はじめに
牛追い祭りとしても知られている、ナバーラ州パンプローナ市のサン・フェルミン(San Fermín)の祭りは7月6日正午ロケット花火の打ち上げと共に開催が宣言され、14日の"Pobre de Mi"で終わります。 この古くから続けられているサン・フェルミン祭りは文豪ヘミングウェイの小説「日はまた昇る」で世界に紹介され、現在では期間中に世界から250万人の人がパンプローナ市を訪れるお祭りとなっています。
お祭りは7月6日正午スタート。 パンプローナ市庁舎前広場は、白い装束と赤いスカーフを巻いた1万人以上の人たちで埋め尽くされ、広場周辺を合わせると3万人もの人がお祭り開始の合図となるロケット花火の打ち上げを待ちます。 この日午後には巨大人形と音楽隊のパレード、民族舞踊の披露が行われ、街はお祭りの雰囲気で溢れかえります。
そして、翌日の7月7日8時ちょうどに、このお祭りの主役ともいえる、市の古い町並みを走り抜ける牛追い(Encierro)が行われます。 牛追いはお祭りの期間中毎日朝8時に行われます。
このように、牛追い=サン・フェルミンとしてよく知られていますが、聖人であるフェルミンを称えるためのお祭りがサン・フェルミン祭、日本語にすると「聖フェルミン祭」となります。
ここでは、サン・フェルミンと牛追いの歴史について触れていきたいと思います。
聖フェルミン(San Fermín)
伝えられている話によると、3世紀の時にサトゥルニーノ司教が、彼の弟子の一人であるオネスト(Honesto)を元老員議員でローマ人のフィルムスとその家族に洗礼を与えるためパンプローナに送りました。 その洗礼を施された人の中の一人が、元老員議員の息子で、後に聖人となったフェルミンで当時17歳でした。 彼はオネストに教えを受け、説教を始めました。
フェルミンは7年後に司教に任じられ、フランス中を説教して歩きました。 その間、盲目の人の視力を回復させ、ハンセン病患者を治し、体の動かない人を治すなどフランス北部のアミアン(ユネスコ世界遺産に指定されているノートルダム大聖堂がある街です)に着くまでに千人を超える人の病を治すという奇跡を起こしました。
当時、その地方を管轄していたセバスティアン総督は、ローマの神である ユピテル(Jupiter、ローマの最高神)、メルクリウス(Mercurius、ユピテルの息子で商業神)への信仰を回復するため、人望の高かったフェルミンを逮捕、死刑を宣告、フェルミンを斬首の刑に処しました。 そのため、パンプローナの人たちは フェルミンの受難を思い出すため、サン・フェルミンのお祭りの間、首の回りに赤いハンカチを着けることになりました。 フェルミンの遺体は615年奇跡的に見つかり、アミアンの大聖堂に安置されました。
ナバラと聖フェルミンの関わりは12世紀からになります。 ペドロ・デ・アルタホナ司教はフェルミンを聖人と同格に扱い、これが現在のプロセシオンの始まりだと思われますが、パンプローナにフェルミンの遺骨(頭部の一部)を持ってきました。 その後、1572年には胸の遺骨、1941年には右の大腿骨の部分がパンプローナに移され、サン・ロレンソ大聖堂に納められました。
祭り
最初、聖フェルミン祭りが始められた時、お祭りはフェルミンがアミアンに着いた時を記念して10月に行われていました。 当時の聖フェルミン祭は現在のものとはかなり違っていて、今と比べると小さな規模のお祭りでした。 サン・ロレンソ教会での前夜祭、プロセシオン、8日目祭、そして「貧者の食事」と名付けられた、ブドウの枝で焼いた牛肉、パン、ワインが広場で提供されるというだけのものでした。

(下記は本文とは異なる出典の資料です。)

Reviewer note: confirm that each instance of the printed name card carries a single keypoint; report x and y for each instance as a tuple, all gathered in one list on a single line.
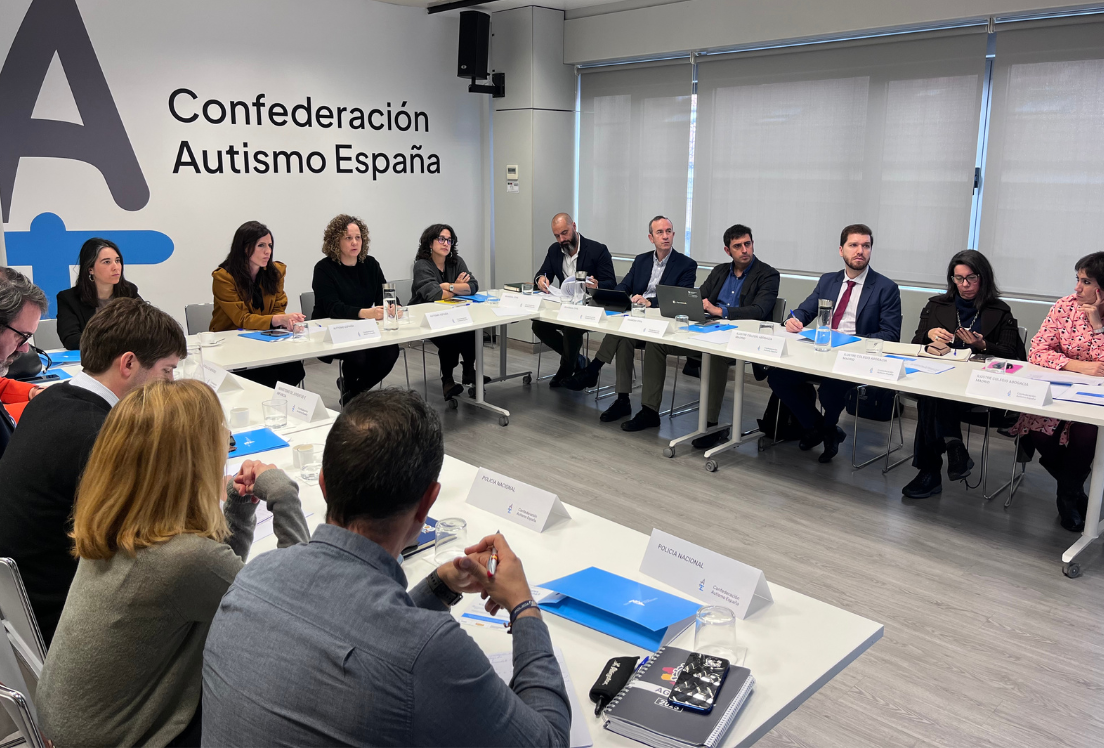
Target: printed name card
[(512, 500), (1015, 389), (571, 312), (876, 367), (447, 318), (704, 575), (527, 301), (219, 378), (352, 331), (753, 342), (306, 406), (643, 326)]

1591年、10月は雨が多いという気象条件のためにパンプローナの人たちは聖フェルミン祭を7月7日に変更しました。
宗教的儀式として始まった聖フェルミン祭ですが、17・18世紀ごろから音楽やダンスを楽しんだり、巨大人形が出てきたり、トーナメント試合が行われ、見せ物が催されるようになり、各地から人が集まり、より遊興的な要素のある市民が楽しむお祭りへと変化していきました。
前夜祭(Las Vísperas)
前夜祭の最初のミサは、6日20時に聖フェルミンの遺体が安置されているサン・ロレンソ教会で15世紀から歌い継がれている聖フェルミンを称える歌を歌うことから始まります。 これが、このお祭りでの最初の宗教的儀式となります。 この儀式、男性は燕尾服、手袋、シルクハットという正装で、女性はこの地方伝統衣装に身を包むということになっています。
プロセシオン(La Procesión)
7月7日、9時50分。 市の代表者達は前夜祭と同じようにセレモニーのための正装をし、市役所から大聖堂に向かいます。 それに少しおくれて巨人人形、「txistu」(バスクのフルート)、バグパイプ、フルート、太鼓などの演奏者が続きます。 教会関係者と合流後はサン・ロレンソ教会に向かって進みます。
10時30分には、聖フェルミンのお祭りを祝っているパンプローナ市民が多くいる旧市街の通りを進みます。 サン・アントン通りの47番地で、サン・フェルミンを称える最初のホタ(民族音楽)が歌われます。 忠告の広場(la Plaza del Consejo)では聖歌隊により「Al Glorioso San Fermín」が歌われます。 さらに進むと、かって聖フェルミンが洗礼を施した古くからの井戸があるサン・セルニン「pocico」で行列は止まります。 ここでは赤いバラの花束を持った二人の子供が待っており、聖フェルミンの像にこの花束を捧げます。 この儀式の間、音楽奏者は聖フェルミンを称えて「Agur Jaunak」を演奏します。 マジョール通りに入ると「Amigos del Arte」とナパルディ美食協会がホタを演じ、サン・ロレンソ協会に向かいます。
このセレモニーの最後に、「モメンティコ」として知られている、一番感動的な儀式が行われます。 教会の鐘が鳴り響く中、「txistu」やガイータの演奏で巨人人形が大聖堂の前庭で踊ります。 「María」と呼ばれる教会の鐘は12トンの重さがあり、1584年に製造された、スペインでは2番目に大きなものです。 最後に、楽隊が「Asombro de Damasco」を演奏する中、行列参加者は帰って行き「danzaris」(バスク地方独特の踊りを演じる人)がコンシストリアル広場にて踊りを披露します。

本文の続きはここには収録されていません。